Skills: Data Engineering - Spark - AWS - Cloudera - Databricks - semi structured and structured data - Machine Learning - 

Our financial services client has multiple sources of unstructured, semi structured and some structured data. It has an exciting initiative to architect, build, and operate an advanced unified data capability to be exploited by its Data Scientists in supporting a data driven decision process’ strategy.

As part of this initiative our client requires an experienced Data Engineer, ideally with some Machine Learning, on a contract basis for their London office. The successful candidate will be an early member of the team that will develop and maintain this advanced data capability.

The emphasis is providing data for data science rather than for an enterprise data warehouse. Also, the unstructured data will predominately be textual and not signal, image or sound based at this initial stage.

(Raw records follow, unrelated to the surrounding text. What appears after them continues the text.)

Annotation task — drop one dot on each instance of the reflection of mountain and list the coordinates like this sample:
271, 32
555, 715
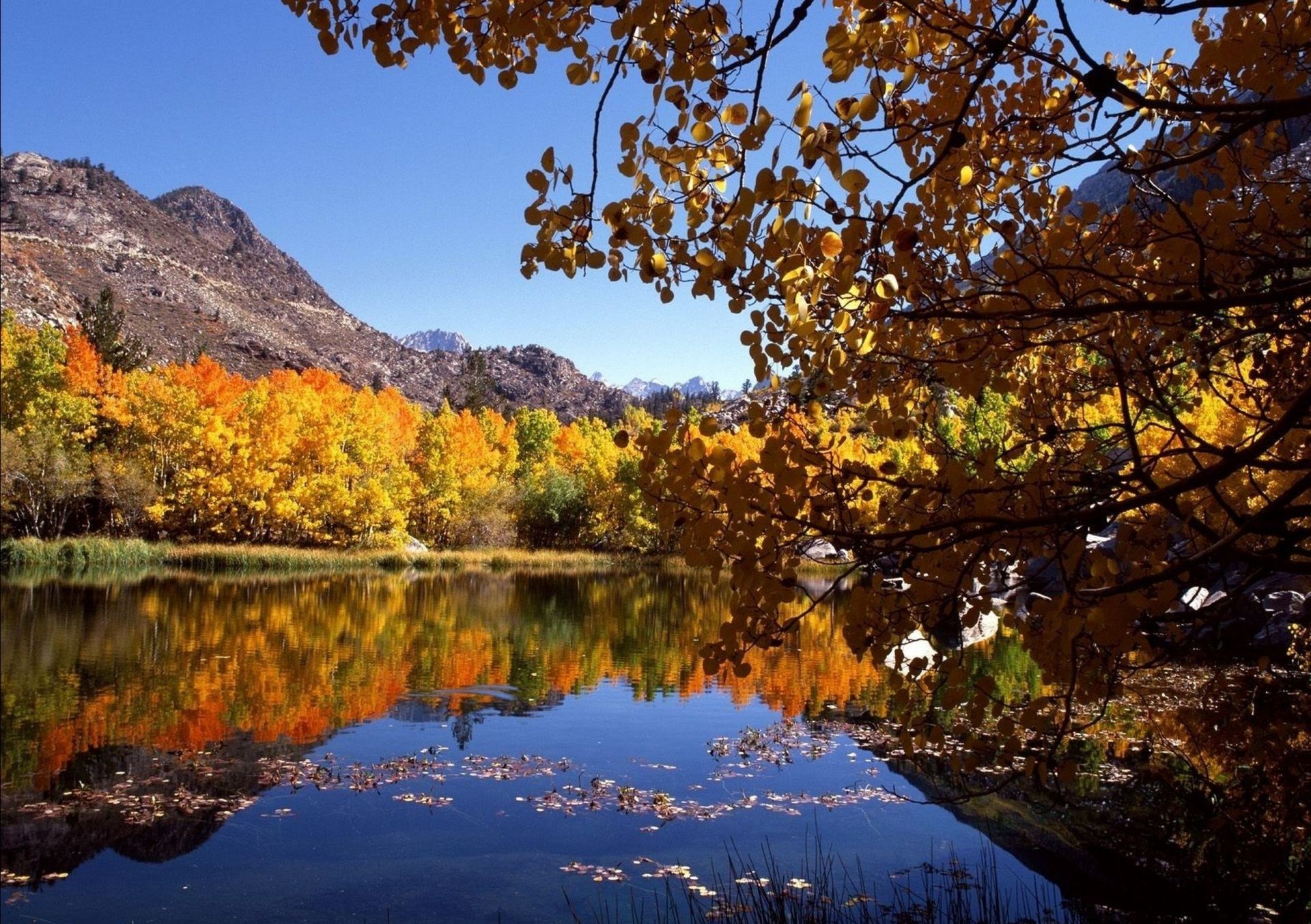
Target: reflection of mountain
141, 691
37, 842
178, 664
466, 710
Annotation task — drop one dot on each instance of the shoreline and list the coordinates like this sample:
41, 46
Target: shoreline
88, 555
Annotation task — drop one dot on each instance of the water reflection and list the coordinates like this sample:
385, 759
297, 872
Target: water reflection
142, 716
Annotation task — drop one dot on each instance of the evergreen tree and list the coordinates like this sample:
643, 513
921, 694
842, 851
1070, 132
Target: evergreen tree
102, 323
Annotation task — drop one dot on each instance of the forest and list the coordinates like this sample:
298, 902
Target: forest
95, 442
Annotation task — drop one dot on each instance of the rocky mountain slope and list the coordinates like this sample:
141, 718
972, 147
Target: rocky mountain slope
643, 389
195, 275
426, 341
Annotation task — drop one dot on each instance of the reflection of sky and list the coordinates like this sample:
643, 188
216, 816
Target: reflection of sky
348, 856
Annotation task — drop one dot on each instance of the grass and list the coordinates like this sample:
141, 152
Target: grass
826, 891
95, 553
88, 555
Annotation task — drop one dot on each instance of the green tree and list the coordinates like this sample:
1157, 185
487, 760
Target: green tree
102, 324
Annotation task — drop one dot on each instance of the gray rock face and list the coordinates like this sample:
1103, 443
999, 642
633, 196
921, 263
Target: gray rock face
192, 275
426, 341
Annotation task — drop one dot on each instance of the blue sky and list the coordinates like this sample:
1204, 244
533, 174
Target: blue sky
401, 192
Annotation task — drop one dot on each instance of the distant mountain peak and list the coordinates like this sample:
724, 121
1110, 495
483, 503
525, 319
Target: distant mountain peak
426, 341
644, 389
193, 275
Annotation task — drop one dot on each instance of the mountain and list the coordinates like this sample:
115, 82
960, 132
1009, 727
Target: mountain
426, 341
645, 389
195, 275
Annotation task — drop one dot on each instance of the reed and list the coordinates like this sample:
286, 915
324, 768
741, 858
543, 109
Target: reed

You will be required to work on a hands-on basis from Day 1. and will have demonstrable practical knowledge of & experience in areas such as:

  • working collaboratively with business users in understanding & exploring their actual and potential needs & data sources as well as with data scientists who will select / develop and execute the algorithms to deliver insights and correlations to support business decision making using the data capability that you have developed and maintain.
  • planning & managing your (and potentially others) work / projects within a control framework, e.g. agile, scrum, in context of overall governance and use of tools, e.g. trello, and maintenance of appropriate project artefacts
  • understanding & defining data, such as in data modelling & defining data, e.g.  key / values, tuples, graphs, relational models, as well as schema / read on schema approaches, data structures, ubiquitous language, etc.
  • acquiring, configuring, and managing the architecture and infrastructure required to support such a data capability, such as, with providers, e.g. AWS, Google, Cloudera, Databricks; containers, e.g. Docker; and resource management, e.g. YARN, etc.
  • acquiring and storing data, such as, raw data acquisition, e.g. using APIs; various raw formats, e.g. PDF, CSV, JSON; storage, e.g. HDFS, S3; storage formats, e.g. Parquet, ORC, etc.
  • processing data, such as, in transforming data, e.g. Spark, including it’s RDDs & Operations; machine learning, e.g. Spark MLLib, Python, Scala, Java; statistical analysis, e.g. R; graph analytics, e.g. SparkR; structured queries, e.g. Spark SQL, Hive; and information extraction, e.g. Spark NLPL, SpaCy, ScalaNLP, etc.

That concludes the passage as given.